Factores adicionales
En algunos casos, ciertas condiciones médicas también pueden influir en el riesgo de ACV, tales como:
- Enfermedades cardíacas como las insuficiencias cardíacas y las arritmias.
- Migrañas con aura, que se han asociado con un mayor riesgo de ACV, especialmente en mujeres jóvenes.
Es importante tener en cuenta que aunque muchos de estos factores son modificables, el control de los riesgos no siempre elimina por completo la posibilidad de un ACV. Sin embargo, llevar un estilo de vida saludable, seguir las recomendaciones médicas y controlar las condiciones subyacentes puede ayudar a reducir significativamente el riesgo.
Prevención del ACV y el papel del control de la presión arterial
El control de la presión arterial es uno de los pilares fundamentales para la prevención del ACV, tanto isquémico como hemorrágico. La presión arterial elevada o hipertensión es un factor de riesgo importante para el ACV, ya que daña los vasos sanguíneos, promoviendo el estrechamiento y endurecimiento de las arterias. En el caso del ACV isquémico, la hipertensión acelera la formación de placas de aterosclerosis, lo que aumenta el riesgo de obstrucción. Para el ACV hemorrágico, una presión elevada incrementa la probabilidad de ruptura de los vasos cerebrales.

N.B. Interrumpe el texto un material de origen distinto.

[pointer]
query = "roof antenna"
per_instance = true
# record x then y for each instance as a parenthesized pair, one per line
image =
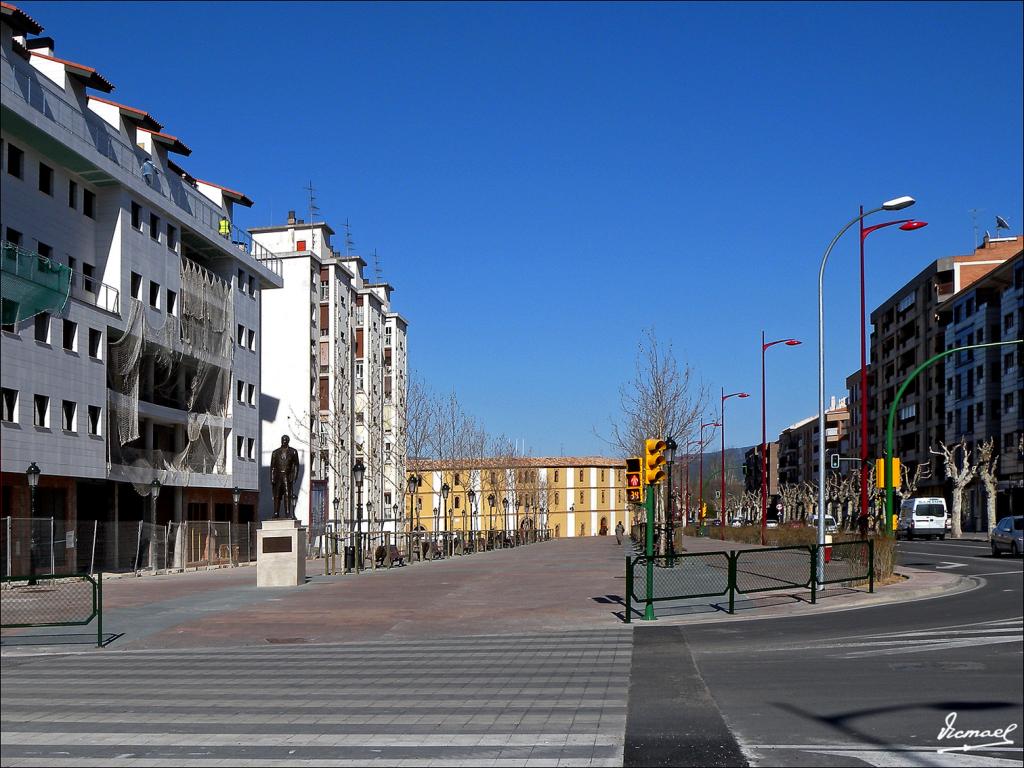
(378, 270)
(313, 210)
(349, 243)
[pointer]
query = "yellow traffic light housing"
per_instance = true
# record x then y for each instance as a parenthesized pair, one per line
(653, 461)
(634, 483)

- Monitoreo regular de la presión arterial:
La presión arterial debe mantenerse en un rango saludable, que generalmente es de menos de 120/80 mmHg para adultos. Es importante realizar mediciones regulares, ya sea en casa o en el consultorio médico, para identificar cualquier aumento o cambio en los niveles.
- Estilo de vida saludable:
Mantener una dieta equilibrada y baja en sodio es clave para controlar la presión arterial. Una alimentación rica en frutas, verduras, granos enteros y proteínas magras, como el pescado o el pollo, puede ayudar a reducir la presión arterial. También es recomendable evitar el consumo excesivo de alcohol y abandonar el tabaquismo, ya que ambos son factores de riesgo significativos para el ACV.

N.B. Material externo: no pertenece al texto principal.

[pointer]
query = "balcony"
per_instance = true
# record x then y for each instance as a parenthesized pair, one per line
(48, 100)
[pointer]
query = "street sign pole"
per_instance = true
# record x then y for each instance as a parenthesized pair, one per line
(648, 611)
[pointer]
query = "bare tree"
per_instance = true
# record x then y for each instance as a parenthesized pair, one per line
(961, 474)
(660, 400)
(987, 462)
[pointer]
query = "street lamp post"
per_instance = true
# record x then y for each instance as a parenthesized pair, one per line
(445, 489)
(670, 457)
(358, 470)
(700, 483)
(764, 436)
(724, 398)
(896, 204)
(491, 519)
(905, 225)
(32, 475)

- Actividad física regular:
El ejercicio no solo ayuda a controlar la presión arterial, sino que también reduce otros factores de riesgo asociados, como el colesterol alto y el sobrepeso. Se recomienda realizar al menos 150 minutos de actividad aeróbica moderada a la semana, como caminar, nadar o andar en bicicleta.

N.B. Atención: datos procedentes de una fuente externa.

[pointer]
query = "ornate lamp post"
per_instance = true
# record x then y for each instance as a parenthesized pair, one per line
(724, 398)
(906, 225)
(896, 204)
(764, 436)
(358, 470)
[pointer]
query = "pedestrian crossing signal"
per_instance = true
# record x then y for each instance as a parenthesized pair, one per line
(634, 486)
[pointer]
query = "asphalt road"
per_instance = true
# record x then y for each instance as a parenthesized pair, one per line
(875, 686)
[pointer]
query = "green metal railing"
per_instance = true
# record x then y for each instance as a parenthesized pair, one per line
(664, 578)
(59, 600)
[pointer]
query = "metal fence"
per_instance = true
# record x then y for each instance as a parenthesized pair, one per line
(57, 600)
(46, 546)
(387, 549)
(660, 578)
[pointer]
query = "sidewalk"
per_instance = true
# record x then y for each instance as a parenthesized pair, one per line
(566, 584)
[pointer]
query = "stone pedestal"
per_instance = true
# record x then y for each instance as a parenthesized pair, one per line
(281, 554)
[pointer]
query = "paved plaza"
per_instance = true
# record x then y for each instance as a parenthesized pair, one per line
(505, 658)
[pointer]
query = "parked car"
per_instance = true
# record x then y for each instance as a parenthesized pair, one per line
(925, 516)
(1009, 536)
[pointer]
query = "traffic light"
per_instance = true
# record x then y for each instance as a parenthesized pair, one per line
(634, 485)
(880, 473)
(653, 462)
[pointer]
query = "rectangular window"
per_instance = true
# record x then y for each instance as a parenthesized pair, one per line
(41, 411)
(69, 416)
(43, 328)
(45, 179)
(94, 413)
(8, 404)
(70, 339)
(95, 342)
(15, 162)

- Tratamiento médico adecuado:
En muchos casos, el control de la presión arterial requiere la prescripción de medicamentos antihipertensivos. La selección del medicamento dependerá del perfil de salud del paciente y debe ser supervisada por un profesional de la salud.
El control de la presión arterial es una de las estrategias preventivas más efectivas para reducir el riesgo de ACV. Dado que la hipertensión es un factor modificable, mantener una presión saludable es una medida esencial en la prevención de eventos cerebrovasculares.